Figure 5: Comparative analysis of net-name tracing reveals model-dependent variability in search strategy and labeling consistency.
Key Findings
- Textual dependence: Most LMMs over-rely on symbol and net text; removing or perturbing text drastically reduces detection and relation performance, especially for Gemini and LLaMA models. In contrast, Claude models retain relatively higher performance, indicating partial compensation via visual structure.
- Topology Reasoning Gap: Improvements in few-shot or instruction-based prompting enhance local recognition (detection, attribute F1), but do not propagate to better global graph alignment—indicating an inherent architecture/execution disconnect for multi-hop, compositional relational reasoning.
- Fine-Grained Perception: Sub-symbolic entities (pins, small text) are systematically overlooked or misattributed; explicit region cropping/agentic tool invocation is essential for improvements.
- Net Name Entanglement: Associating net names with the correct visual/geometric wire trace is especially weak, reflecting unsolved integration of OCR, visual parsing, and graph induction modules within LMMs.
Implications and Future Directions
OmniSch exposes systematic deficiencies in end-to-end schematic-to-netlist understanding by both LMMs and classical pipelines. From a systems and method perspective, these findings have direct implications:
- Effective grounding of dense, compositional diagrams will require hybridized pipelines—combining explicit perceptual detectors with large-scale, multimodal sequence models, with tight integration of graph induction and spatial information flow.

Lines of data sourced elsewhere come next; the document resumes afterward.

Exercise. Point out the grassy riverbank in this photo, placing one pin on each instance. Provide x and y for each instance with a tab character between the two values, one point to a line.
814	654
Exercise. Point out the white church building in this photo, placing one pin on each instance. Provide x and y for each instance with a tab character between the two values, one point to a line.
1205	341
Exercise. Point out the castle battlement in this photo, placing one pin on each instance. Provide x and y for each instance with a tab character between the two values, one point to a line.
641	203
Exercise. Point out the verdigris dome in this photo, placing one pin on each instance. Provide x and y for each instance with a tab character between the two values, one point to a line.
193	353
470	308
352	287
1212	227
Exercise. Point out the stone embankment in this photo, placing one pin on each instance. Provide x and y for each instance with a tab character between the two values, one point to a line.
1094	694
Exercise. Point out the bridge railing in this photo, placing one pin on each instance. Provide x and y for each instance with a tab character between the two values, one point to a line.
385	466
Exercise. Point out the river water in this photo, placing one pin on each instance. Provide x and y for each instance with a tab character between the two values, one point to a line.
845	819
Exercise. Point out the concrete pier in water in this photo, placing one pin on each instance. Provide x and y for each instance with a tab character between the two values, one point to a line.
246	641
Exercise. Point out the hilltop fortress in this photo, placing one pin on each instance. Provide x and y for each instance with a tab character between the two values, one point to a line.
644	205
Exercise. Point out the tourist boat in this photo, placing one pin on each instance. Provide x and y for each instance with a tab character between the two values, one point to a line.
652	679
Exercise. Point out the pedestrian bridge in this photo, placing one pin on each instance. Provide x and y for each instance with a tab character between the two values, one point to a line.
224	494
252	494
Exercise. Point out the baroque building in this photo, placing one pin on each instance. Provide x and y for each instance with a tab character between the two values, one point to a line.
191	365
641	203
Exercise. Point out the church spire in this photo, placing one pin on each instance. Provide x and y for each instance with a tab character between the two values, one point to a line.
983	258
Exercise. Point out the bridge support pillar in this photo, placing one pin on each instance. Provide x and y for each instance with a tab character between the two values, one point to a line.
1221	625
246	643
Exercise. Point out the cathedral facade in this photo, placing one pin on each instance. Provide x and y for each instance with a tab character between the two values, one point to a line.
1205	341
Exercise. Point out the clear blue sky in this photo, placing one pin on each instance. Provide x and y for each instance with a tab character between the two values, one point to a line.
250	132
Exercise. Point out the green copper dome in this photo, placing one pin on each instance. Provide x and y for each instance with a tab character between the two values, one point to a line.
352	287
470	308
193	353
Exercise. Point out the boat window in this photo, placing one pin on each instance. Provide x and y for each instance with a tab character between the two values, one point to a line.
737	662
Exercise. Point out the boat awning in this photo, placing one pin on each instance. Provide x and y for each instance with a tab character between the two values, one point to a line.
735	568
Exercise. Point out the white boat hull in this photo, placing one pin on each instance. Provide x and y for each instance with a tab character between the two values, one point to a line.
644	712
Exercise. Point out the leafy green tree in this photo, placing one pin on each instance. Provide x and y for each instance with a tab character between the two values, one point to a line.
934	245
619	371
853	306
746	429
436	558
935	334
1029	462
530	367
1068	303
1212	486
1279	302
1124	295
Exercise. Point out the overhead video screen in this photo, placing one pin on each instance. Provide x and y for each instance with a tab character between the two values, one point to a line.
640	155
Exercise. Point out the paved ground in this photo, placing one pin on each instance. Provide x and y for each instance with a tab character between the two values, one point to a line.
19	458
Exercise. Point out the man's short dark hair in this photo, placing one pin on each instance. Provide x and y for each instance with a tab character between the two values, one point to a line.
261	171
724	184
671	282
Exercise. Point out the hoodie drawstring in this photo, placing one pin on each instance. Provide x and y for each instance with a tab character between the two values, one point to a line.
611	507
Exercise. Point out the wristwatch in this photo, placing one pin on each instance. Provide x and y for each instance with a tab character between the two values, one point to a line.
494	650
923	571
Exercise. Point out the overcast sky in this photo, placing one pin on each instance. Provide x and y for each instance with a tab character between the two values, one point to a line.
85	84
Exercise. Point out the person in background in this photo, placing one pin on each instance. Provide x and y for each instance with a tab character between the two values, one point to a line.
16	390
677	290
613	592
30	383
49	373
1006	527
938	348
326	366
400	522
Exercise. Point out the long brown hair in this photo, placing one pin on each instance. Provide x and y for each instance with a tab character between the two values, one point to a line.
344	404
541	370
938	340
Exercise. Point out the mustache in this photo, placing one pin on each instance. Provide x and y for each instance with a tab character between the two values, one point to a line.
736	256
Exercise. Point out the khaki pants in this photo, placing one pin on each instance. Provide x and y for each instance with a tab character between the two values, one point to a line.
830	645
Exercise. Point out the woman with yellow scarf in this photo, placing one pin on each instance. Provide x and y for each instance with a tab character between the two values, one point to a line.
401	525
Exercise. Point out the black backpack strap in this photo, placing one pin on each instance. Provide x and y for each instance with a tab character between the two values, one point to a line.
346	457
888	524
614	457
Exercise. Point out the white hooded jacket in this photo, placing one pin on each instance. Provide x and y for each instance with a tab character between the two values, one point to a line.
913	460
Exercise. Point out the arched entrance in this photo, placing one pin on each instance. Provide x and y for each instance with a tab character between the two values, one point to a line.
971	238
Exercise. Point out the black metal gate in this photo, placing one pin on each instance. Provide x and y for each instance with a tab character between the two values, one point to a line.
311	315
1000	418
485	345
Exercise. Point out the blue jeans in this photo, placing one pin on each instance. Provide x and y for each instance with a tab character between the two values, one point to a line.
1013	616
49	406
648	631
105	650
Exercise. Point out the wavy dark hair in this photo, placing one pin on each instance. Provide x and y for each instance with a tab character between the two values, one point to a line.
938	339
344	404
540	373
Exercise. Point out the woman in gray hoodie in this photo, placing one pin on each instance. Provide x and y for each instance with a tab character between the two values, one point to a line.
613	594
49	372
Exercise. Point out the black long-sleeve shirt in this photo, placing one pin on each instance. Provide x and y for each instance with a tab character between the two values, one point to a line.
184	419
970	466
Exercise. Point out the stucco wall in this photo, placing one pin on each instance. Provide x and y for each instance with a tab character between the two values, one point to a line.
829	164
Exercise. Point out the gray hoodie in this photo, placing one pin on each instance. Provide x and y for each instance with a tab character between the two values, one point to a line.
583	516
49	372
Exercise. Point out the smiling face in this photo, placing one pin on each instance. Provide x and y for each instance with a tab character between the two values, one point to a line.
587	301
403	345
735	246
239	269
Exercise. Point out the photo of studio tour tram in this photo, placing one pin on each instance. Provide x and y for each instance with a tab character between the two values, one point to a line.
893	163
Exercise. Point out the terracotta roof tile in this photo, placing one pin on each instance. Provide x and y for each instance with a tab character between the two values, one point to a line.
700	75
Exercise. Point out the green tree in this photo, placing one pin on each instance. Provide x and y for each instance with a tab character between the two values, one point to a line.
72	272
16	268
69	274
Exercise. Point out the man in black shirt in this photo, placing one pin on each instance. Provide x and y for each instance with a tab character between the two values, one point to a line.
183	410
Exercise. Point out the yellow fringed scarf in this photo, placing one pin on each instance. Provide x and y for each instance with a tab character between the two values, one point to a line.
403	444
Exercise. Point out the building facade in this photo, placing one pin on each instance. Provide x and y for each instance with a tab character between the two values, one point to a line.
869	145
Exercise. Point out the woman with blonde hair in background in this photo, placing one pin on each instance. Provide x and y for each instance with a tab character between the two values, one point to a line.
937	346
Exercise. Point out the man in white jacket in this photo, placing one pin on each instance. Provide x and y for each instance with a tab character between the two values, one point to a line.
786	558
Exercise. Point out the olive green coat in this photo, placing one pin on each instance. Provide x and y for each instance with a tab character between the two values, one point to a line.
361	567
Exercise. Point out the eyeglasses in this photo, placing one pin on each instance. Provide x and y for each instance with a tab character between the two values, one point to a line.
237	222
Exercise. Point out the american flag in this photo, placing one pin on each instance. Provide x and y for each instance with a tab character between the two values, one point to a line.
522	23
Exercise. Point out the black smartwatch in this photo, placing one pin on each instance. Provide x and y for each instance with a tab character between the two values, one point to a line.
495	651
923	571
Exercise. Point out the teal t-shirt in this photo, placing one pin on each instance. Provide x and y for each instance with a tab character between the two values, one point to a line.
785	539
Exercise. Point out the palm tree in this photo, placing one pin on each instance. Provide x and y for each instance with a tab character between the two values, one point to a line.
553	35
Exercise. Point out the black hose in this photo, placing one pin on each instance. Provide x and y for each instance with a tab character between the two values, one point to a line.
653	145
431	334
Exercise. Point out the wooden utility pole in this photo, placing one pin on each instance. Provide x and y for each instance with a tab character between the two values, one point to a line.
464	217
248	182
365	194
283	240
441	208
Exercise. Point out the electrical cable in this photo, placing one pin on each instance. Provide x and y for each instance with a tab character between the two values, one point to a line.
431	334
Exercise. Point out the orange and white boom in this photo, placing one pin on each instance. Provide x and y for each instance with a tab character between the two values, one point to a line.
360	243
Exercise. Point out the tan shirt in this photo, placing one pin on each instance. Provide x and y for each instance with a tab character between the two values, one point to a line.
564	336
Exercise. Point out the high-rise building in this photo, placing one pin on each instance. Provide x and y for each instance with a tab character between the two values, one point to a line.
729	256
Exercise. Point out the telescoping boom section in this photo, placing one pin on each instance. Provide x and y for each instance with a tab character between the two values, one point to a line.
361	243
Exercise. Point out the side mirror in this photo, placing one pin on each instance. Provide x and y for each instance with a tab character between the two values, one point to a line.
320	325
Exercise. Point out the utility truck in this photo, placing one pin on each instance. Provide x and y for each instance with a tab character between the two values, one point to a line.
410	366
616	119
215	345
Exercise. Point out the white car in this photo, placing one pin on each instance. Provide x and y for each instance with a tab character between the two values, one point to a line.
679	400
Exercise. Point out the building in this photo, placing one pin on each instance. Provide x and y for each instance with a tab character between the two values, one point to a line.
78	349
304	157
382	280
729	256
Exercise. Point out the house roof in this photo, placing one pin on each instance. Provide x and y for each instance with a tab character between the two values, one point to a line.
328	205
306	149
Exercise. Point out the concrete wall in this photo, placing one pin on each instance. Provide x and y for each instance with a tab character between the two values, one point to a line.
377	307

- Benchmark complexity must be increased: Legacy datasets with small circuits or minimal text are not predictive of real-world deployment. Richer annotations, such as those in OmniSch, are essential for meaningful benchmarking and architectural improvement.
- Improved agentic/action learning: Enabling models to autonomously decide on visual search strategies (e.g., iterative zoom/pan, explicit sub-region focus) is critical for scaling LMM capabilities to dense technical artifacts.
- Theoretical Limitations: High-level language-centric prompting or instruction finetuning, without inductive architectural changes, appears insufficient for comopsitional structured reasoning—suggesting the need for new multimodal architectures that better factor graph and spatial constraints.
Conclusion
OmniSch constitutes a rigorous, multi-granular benchmark targeting the real-world demands of schematic diagram visual reasoning, with an emphasis on graph-structured target representations. The dataset, annotation pipeline, and analysis protocols set a new bar for the evaluation of LMM and multimodal systems in EDA-relevant contexts. The systematic model deficits revealed by extensive experiments highlight the need for architectural and algorithmic advances integrating vision, language, spatial reasoning, and graph induction. OmniSch is well-positioned to drive future progress by providing a principled, reproducible standard for comprehensive multimodal diagram understanding.
Citation: "OmniSch: A Multimodal PCB Schematic Benchmark For Structured Diagram Visual Reasoning" (2604.00270).